Tuesday, August 31, 2010

"How to fix Social Security in one graph"

That's how Ezra Klein describes the graph over there, which he gets from the Center on Budget and Policy Priorities.

The CBPP explains, based on an August 2010 report by the Social Security Board of Trustees:

The 75-year Social Security shortfall is about the same size as the cost, over that period, of extending the 2001 and 2003 tax cuts for the richest 2 percent of Americans (those with incomes above $250,000 a year). Members of Congress cannot simultaneously claim that the tax cuts for people at the top are affordable while the Social Security shortfall constitutes a dire fiscal threat.
Here are a few more points from the report, again summarized by the CBPP:
• The trustees continue to estimate that the trust funds will be exhausted in 2037— the same date that they forecast in last year’s report.
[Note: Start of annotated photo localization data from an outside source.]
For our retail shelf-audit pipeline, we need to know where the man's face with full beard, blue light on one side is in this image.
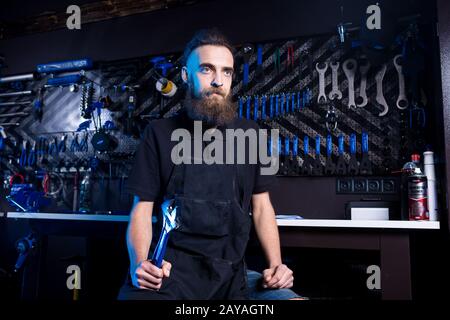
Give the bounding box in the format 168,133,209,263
181,45,235,125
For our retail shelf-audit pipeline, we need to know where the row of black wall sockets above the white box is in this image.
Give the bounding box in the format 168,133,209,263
336,177,397,194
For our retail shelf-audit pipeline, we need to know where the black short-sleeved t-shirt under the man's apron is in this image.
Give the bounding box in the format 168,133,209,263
126,111,274,214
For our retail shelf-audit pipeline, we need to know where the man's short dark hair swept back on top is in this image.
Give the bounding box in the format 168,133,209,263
183,28,234,65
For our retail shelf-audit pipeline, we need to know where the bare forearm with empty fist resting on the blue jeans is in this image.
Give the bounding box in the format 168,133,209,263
252,192,294,288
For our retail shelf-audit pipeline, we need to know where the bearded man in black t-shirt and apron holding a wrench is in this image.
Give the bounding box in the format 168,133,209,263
119,29,295,300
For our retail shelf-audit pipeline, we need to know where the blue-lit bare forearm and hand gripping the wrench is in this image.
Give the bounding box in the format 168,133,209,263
127,197,172,290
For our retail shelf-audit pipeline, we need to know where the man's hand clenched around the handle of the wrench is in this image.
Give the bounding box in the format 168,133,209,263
131,260,172,290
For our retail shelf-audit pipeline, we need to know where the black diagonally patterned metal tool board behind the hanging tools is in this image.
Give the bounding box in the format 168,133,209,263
1,28,438,216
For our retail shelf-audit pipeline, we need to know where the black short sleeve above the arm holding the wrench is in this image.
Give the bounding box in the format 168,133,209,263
126,125,161,201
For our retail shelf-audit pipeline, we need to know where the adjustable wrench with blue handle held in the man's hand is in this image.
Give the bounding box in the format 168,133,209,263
151,199,178,268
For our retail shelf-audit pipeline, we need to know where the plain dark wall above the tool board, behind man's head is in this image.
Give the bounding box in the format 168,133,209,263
0,0,432,74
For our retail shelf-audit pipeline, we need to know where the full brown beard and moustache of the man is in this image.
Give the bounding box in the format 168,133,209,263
184,86,236,126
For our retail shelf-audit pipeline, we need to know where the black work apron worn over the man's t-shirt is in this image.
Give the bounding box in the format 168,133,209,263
121,133,251,300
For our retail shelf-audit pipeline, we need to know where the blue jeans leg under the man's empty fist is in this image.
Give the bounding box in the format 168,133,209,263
247,270,303,300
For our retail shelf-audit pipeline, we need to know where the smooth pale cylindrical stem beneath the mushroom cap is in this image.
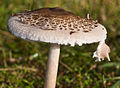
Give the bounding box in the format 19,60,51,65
44,44,60,88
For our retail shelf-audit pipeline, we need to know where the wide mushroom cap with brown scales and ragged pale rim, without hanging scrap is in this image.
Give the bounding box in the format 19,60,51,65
8,7,107,46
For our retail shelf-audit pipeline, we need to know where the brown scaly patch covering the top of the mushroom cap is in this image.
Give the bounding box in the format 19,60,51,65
12,7,98,32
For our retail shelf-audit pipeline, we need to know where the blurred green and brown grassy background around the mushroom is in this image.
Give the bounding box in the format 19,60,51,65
0,0,120,88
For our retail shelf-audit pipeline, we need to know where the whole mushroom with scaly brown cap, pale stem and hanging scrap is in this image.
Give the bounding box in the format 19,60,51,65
8,7,110,88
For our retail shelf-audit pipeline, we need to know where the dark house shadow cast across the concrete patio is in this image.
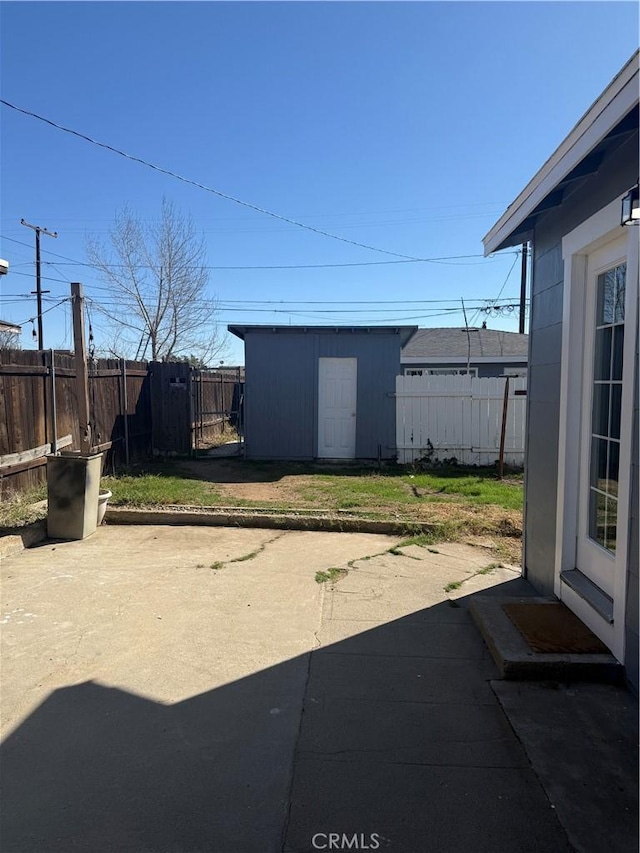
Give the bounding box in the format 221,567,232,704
0,579,637,853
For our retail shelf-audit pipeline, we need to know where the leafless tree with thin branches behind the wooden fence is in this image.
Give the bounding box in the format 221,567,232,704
87,199,224,363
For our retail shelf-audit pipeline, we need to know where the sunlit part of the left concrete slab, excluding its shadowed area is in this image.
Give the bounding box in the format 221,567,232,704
0,526,395,730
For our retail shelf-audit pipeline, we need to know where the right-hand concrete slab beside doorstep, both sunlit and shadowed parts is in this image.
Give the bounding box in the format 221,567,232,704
283,543,584,853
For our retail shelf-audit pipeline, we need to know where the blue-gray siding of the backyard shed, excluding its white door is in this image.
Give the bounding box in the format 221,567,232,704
245,330,400,460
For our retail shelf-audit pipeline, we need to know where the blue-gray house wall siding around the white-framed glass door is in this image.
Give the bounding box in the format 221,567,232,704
524,128,638,689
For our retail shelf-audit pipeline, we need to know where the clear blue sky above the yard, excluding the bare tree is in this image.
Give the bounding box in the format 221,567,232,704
0,2,638,363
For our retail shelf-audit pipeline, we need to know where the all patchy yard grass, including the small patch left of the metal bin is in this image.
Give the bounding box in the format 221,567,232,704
0,458,523,563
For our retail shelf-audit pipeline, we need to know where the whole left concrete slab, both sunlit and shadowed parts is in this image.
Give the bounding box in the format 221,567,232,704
0,526,397,853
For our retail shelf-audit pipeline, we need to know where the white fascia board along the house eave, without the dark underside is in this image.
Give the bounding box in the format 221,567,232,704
482,51,640,257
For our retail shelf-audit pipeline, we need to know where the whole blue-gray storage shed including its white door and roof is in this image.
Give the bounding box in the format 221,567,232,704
228,325,417,460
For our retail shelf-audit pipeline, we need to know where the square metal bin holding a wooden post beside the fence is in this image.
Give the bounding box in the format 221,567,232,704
47,450,103,539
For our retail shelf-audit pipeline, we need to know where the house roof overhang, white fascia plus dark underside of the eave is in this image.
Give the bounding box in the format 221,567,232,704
483,51,640,256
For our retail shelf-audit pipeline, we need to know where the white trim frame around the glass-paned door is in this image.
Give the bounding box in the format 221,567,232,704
554,196,638,661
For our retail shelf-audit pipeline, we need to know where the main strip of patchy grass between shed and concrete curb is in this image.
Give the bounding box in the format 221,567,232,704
103,459,522,515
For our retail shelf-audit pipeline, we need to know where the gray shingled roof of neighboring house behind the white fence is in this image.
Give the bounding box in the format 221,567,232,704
402,328,529,361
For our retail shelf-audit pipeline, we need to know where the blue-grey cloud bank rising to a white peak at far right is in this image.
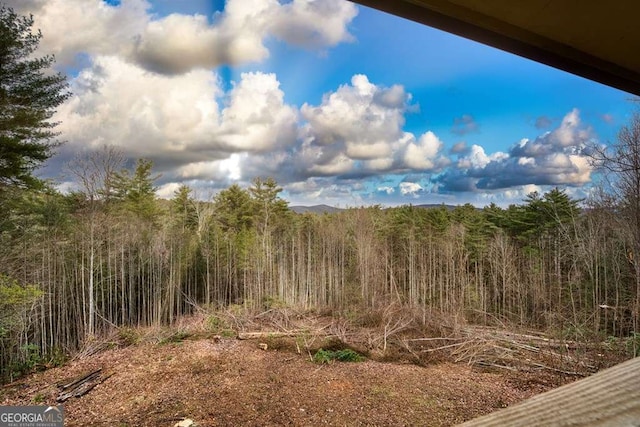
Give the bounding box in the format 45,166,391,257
434,109,593,192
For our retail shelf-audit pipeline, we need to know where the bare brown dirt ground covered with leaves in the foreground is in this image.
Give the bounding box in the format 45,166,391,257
0,336,566,427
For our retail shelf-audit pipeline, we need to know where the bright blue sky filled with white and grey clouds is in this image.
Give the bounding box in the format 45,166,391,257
5,0,635,206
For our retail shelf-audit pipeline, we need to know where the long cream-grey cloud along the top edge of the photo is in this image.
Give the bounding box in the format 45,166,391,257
15,0,357,75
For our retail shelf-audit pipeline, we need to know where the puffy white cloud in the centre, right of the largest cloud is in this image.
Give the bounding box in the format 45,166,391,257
298,75,413,174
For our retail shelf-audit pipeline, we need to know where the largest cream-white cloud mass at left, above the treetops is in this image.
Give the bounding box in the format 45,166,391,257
56,56,297,186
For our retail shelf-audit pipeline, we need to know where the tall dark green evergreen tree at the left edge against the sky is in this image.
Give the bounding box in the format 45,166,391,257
0,6,70,194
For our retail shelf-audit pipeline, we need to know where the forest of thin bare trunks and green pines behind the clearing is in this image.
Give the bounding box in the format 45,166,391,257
0,3,640,381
• Even after 2037, Social Security could pay more than three-fourths of scheduled benefits using its annual tax income. Those who fear that Social Security won’t be around when today’s young workers retire misunderstand the trustees’ projections.

• The program’s shortfall is relatively modest, amounting to 0.7 percent of Gross Domestic Product (GDP) over the next 75 years (and 1.4 percent of GDP in 2084). A mix of tax increases and benefit modifications — carefully crafted to shield recipients of limited means, potentially make benefits more adequate for the neediest beneficiaries, and give ample notice to all participants — could put the program on a sound footing indefinitely.


Jason (the commenter) said...

Megan McArdle has already shot that down.

Another program that was going to pay for itself.

John Althouse Cohen said...

A commenter on McArdle's post explains:

The argument is not that we can "pay for" the Social Security shortfall by letting the tax cuts expire. In fact, we don't gain any money at all by letting the tax cuts expire, because they are already expiring, and current revenue projections assume that they will expire. Rather, if we choose to extend the tax cuts it will cost money.

The point is simply that the two numbers are of a similar order of magnitude. If you're the type of person who thinks the size of the Social Security shortfall is a big problem, then you shouldn't be sanguine about the cost of extending the tax cuts for the rich. That's the point. The agenda is to remind people that extending those tax cuts for upper-income taxpayers is not just some trivial act of charity.

On a separate note, I think I'm missing the point of your statement: "For starters, the 0.7% of GDP that it covers only matches the shortfall for a brief period, at least according to the Social Security Trustees report. " The "brief period" appears to be 75 years.

Jason (the commenter) said...

Nice comment Steve M, but it doesn't fit with the title of JAC or Ezra Klein's posts at all.